Безграничное уныние и горечь поражения обуяли ее.

Испытанное когда-то давно чувство безнадеги поднялось из глубин души. При полном безветрии кроны лиственниц вдруг громко зашумели. Метелочки зеленых иголок на глазах, и соединившись в пары, разбегались по смолистым веткам. Не прошло и минуты, как Вичу окружали стройные сосны. На поляне откуда-то появились дети. Пятеро мальчишек, мал мала меньше, резвились вокруг, не давая ступить и шагу. Она посмотрела себе под ноги и ничего не увидела, кроме собственного огромного живота.

Остановившись, она с любовь погладила шевельнувшегося в утробе младенца.

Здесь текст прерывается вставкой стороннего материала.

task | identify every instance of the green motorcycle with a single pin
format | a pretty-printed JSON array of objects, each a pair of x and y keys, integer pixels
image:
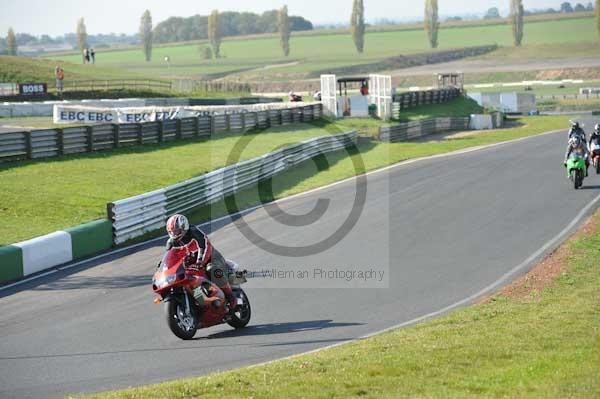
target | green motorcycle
[{"x": 576, "y": 170}]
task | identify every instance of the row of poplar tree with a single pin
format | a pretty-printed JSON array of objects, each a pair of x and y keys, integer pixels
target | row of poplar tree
[
  {"x": 357, "y": 28},
  {"x": 432, "y": 23}
]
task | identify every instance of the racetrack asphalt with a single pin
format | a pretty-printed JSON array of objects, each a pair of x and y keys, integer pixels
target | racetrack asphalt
[{"x": 443, "y": 229}]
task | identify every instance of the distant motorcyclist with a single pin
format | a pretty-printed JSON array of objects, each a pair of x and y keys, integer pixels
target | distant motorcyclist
[
  {"x": 576, "y": 130},
  {"x": 578, "y": 146},
  {"x": 182, "y": 234},
  {"x": 595, "y": 139}
]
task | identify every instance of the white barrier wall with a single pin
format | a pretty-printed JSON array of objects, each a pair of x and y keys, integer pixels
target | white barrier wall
[
  {"x": 46, "y": 108},
  {"x": 44, "y": 252},
  {"x": 510, "y": 102},
  {"x": 65, "y": 114}
]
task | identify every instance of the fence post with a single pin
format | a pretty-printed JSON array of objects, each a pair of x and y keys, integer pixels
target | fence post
[
  {"x": 60, "y": 141},
  {"x": 140, "y": 133},
  {"x": 89, "y": 138},
  {"x": 161, "y": 131},
  {"x": 178, "y": 129},
  {"x": 28, "y": 145},
  {"x": 116, "y": 135},
  {"x": 212, "y": 125}
]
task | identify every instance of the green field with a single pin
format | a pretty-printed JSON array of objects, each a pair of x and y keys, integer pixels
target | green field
[
  {"x": 545, "y": 344},
  {"x": 82, "y": 185},
  {"x": 319, "y": 52},
  {"x": 39, "y": 70}
]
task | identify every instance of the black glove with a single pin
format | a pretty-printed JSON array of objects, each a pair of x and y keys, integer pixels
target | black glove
[{"x": 170, "y": 244}]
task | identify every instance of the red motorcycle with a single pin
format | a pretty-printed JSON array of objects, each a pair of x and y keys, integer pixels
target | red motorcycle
[
  {"x": 595, "y": 155},
  {"x": 191, "y": 300}
]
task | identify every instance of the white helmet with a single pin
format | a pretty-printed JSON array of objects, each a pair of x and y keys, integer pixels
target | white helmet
[{"x": 177, "y": 226}]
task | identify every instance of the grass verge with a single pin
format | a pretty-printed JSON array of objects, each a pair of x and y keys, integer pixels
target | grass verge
[
  {"x": 72, "y": 190},
  {"x": 545, "y": 344}
]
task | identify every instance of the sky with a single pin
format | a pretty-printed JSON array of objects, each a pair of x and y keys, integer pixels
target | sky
[{"x": 57, "y": 17}]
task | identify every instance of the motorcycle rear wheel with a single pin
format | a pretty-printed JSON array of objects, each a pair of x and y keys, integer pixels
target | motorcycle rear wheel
[
  {"x": 179, "y": 323},
  {"x": 241, "y": 316},
  {"x": 575, "y": 178}
]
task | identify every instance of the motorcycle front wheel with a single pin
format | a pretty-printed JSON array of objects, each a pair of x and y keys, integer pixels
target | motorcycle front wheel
[
  {"x": 183, "y": 325},
  {"x": 241, "y": 316}
]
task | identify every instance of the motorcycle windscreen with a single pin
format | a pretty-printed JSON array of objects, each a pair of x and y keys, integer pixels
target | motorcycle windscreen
[{"x": 174, "y": 257}]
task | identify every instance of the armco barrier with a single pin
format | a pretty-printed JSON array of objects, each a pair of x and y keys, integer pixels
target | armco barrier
[
  {"x": 412, "y": 99},
  {"x": 48, "y": 143},
  {"x": 416, "y": 129},
  {"x": 136, "y": 216},
  {"x": 90, "y": 238},
  {"x": 40, "y": 253},
  {"x": 11, "y": 263},
  {"x": 45, "y": 108}
]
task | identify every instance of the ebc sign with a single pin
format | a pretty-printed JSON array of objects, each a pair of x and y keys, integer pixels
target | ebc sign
[{"x": 33, "y": 89}]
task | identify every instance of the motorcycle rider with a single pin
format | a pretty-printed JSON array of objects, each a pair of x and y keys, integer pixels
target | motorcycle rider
[
  {"x": 595, "y": 138},
  {"x": 182, "y": 234},
  {"x": 578, "y": 146},
  {"x": 576, "y": 130}
]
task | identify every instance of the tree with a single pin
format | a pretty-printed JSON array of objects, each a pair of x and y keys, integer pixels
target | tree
[
  {"x": 516, "y": 20},
  {"x": 432, "y": 22},
  {"x": 492, "y": 13},
  {"x": 205, "y": 52},
  {"x": 283, "y": 24},
  {"x": 357, "y": 25},
  {"x": 146, "y": 34},
  {"x": 11, "y": 42},
  {"x": 81, "y": 34},
  {"x": 214, "y": 32},
  {"x": 598, "y": 15},
  {"x": 566, "y": 7}
]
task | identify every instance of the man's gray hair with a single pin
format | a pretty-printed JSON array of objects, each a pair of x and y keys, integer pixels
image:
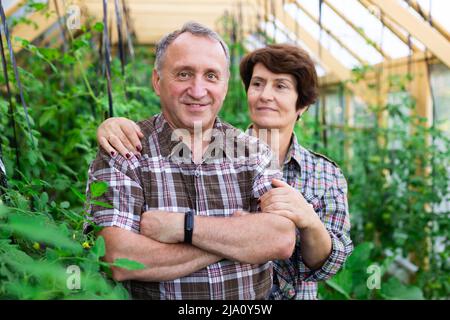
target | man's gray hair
[{"x": 193, "y": 28}]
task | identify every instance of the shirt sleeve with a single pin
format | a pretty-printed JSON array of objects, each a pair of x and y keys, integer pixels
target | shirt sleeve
[
  {"x": 124, "y": 192},
  {"x": 334, "y": 214},
  {"x": 264, "y": 172}
]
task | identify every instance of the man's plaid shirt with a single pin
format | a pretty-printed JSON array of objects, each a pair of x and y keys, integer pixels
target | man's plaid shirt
[
  {"x": 323, "y": 185},
  {"x": 160, "y": 181}
]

Возвращавшаяся с охоты волчица, замерла у края опушки и сквозь кусты наблюдала за шумными двуногими. Дети бегали по поляне, не замечая опасности. Вдруг двуногая самка замерла и уставилась на кусты, где пряталась волчица. Женщина пожирала глазами хищницу, однако взгляд Сидонии не имел былой силы. Беспредельная тоска и отчаяние от собственного бессилия охватило ее. Она опять видела себя пленницей в охотничьем домике, где ее лишили колдовской силы. Крик напуганных сыновей не дал ей погрузиться в горькие воспоминания. В панике она начала хватать детей и подсаживать их на молодую сосну. Почуяв запах страха, волчица открыто вышла на поляну. Женщина встала перед хищницей на карачки, и прикрывая живот одной рукой, дико оскалилась. Пробившееся сквозь деревья солнце с любопытством наблюдало за противостоянием двух матерей.

Колючий взгляд волчицы неожиданно потеплел. Она медленно развернулась и пошла в лес, покачивая набухшими от молока сосками. Пронизывающий холод в ладонях заставил Вичу вздрогнуть. Она стояла на карачках на промерзлой земле, и ее лицо снова болело от напряжения…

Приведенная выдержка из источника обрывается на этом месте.